Semua orang banyak, yang menjadi penonton, heran berberang merasa lucu,
mereka menjadi tertarik untuk menonton terus. Justru itu, mereka lantas
dengar bentakan-bentakan riuh yang datang dari arah barat, lalu mereka
tampak belasan orang polisi serta pengiring, dengan cambuk di tangan,
lagi menyerang kalang-kabutan ke kiri dan ke kanan, kepada orang banyak,
yang mereka usir pergi. Maka itu, orang banyak itu lantas saja mundur
ke kedua pinggir jalan. Menyusul rombongan hamba-hamba galak itu,
terlihatlah enam orang menggotong sebuah joli besar yang indah.
“Ong-hui datang! Ong-hui datang!” pengikut-pengikutnya si siauw-ongya berseru berulang-ulang setelag mereka melihat joli itu.
Siauw-ongya lantas mengerutkan keningnya.
“Rewel!” ia menggerutu. “Siapakah telah pergi membawa berita kepada ong-hui!?”
Tidak ada yang berani menjawab. Segera juga joli telah sampai di lapangan pibu, semua pengikut maju untuk memberi hormat.
Dari dalam joli, yang tertutup rapat, lantas terdengar suaranya seorang
wanita, suara yang halus: “Kenapa berkelahi? Baju luar pun tidak
dipakai! Nanti masuk angin!”
Bok Ek dapat mendengar tegas sekali suara itu, hatinya tercekat. Suara
itu seperti mengaung di kupingnya, ia menjadi diam sambil berpikir
keras.
“Kenapa suara ini sama suaranya orangku ini?” katanya di dalam hatinya.
Tiba-tiba ia tertawa sendirinya. Ia berpikir pula: “Orang ini adalah
onghui dari negeri Kim, aku memikir kepada istriku, apakah aku sudah
pikun? Sungguh gila untuk memikir yang tidak-tidak…”
Tidak dapat ia lantas melenyapkan pikirannya itu, maka ia bertindak,
untuk mendekati joli indah itu. Kebetulan itu waktu, dari dalam joli
diulur keluar sebelah tangan yang putih dan halus, yang memegang sapu
tangan putih, dengan apa mukanya si siauw-ongya disusuti, untuk
singkirkan peluh dan debunya. Sembari berbuat begitu, si wanita masih
mengucapkan beberapa kata-kata, yang halus dan perlahan, hingga si
penjual silat ini tak dapat mendengarnya dengan tegas. Mungkin si
saiuw-ongya ditegur dan dihiburi oleh onghui ini, onghui ialah selir
seorang pangeran atau raja.
“Ibu, aku senang bermain-main,” terdengar suaranya pangeran muda itu. “Tidak apa-apa…”

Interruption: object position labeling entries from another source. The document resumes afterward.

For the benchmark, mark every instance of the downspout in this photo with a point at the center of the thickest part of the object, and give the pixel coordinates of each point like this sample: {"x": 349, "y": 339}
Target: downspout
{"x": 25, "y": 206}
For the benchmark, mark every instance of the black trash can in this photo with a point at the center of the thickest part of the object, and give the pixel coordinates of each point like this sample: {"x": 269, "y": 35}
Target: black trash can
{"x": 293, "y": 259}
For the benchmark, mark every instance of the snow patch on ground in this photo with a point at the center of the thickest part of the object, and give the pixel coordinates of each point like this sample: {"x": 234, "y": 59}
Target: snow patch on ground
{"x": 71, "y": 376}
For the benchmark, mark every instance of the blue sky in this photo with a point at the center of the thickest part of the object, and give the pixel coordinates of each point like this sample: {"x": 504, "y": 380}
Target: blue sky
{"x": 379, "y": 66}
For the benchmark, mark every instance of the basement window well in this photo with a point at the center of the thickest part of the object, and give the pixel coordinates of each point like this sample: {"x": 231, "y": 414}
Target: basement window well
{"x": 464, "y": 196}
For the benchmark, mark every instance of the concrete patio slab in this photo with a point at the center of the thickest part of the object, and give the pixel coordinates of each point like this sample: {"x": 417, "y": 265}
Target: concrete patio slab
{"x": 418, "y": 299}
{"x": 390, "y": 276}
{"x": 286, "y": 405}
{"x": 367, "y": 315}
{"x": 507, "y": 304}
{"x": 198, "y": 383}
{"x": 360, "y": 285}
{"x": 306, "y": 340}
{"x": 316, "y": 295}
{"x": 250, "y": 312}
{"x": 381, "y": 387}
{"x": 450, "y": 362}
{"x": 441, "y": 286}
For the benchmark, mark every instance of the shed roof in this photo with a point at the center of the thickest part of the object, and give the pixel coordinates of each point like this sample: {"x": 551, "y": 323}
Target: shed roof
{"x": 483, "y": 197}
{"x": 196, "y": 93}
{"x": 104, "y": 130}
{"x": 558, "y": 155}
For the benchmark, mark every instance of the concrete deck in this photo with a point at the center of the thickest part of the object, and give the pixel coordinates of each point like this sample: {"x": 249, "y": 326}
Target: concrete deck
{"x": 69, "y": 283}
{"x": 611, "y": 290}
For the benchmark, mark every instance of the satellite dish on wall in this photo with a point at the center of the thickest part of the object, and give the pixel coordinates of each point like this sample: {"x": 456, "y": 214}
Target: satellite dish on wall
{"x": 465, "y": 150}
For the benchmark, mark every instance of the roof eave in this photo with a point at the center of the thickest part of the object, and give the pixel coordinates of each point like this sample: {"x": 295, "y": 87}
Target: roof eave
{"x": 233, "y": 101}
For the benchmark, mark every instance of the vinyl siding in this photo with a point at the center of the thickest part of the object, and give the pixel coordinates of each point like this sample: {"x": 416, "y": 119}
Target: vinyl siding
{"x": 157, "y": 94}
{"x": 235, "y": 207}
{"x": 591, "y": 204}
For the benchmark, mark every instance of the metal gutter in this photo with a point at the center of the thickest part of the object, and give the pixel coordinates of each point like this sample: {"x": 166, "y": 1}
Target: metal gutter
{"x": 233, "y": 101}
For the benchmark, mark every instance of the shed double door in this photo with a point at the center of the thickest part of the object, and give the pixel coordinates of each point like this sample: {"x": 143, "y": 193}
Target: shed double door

“Lekas pakai bajumu, mari kita pulang bersama!” kata si onghui kembali.
Kembali si Bok Ek terperanjat. “Benarkah di kolong langit ini ada dua
orang yang suaranya sangat mirip satu dengan lainnya?” ia menanya dalam
hatinya, yang terus berdebaran.
Satu pengiring menjumput jubah sulam dari siauw-ongya, sembari berbuat
begitu, ia pandang Kwee Ceng dengan bengis dan memdamprat: “Binatang
cilik! Lihat, kau telah bikin kotor jubah ini!”
Satu pengiring lain, yang tangannya mencekal cambuk, terus saja
menghajar ke arah kepala si anak muda, atas mana, Kwee Ceng berkelit,
sebelah tangannya diangkat, untuk menangkap lengan orang, berbareng
dengan mana, satu kakinya menyapu. Tidak ampun lagi, pengiring itu roboh
terguling. Tapi Kwee Ceng tidak berhenti sampai di situ, ia rampas
cambuk orang itu, guna dipakai menyabet hingga tiga kali.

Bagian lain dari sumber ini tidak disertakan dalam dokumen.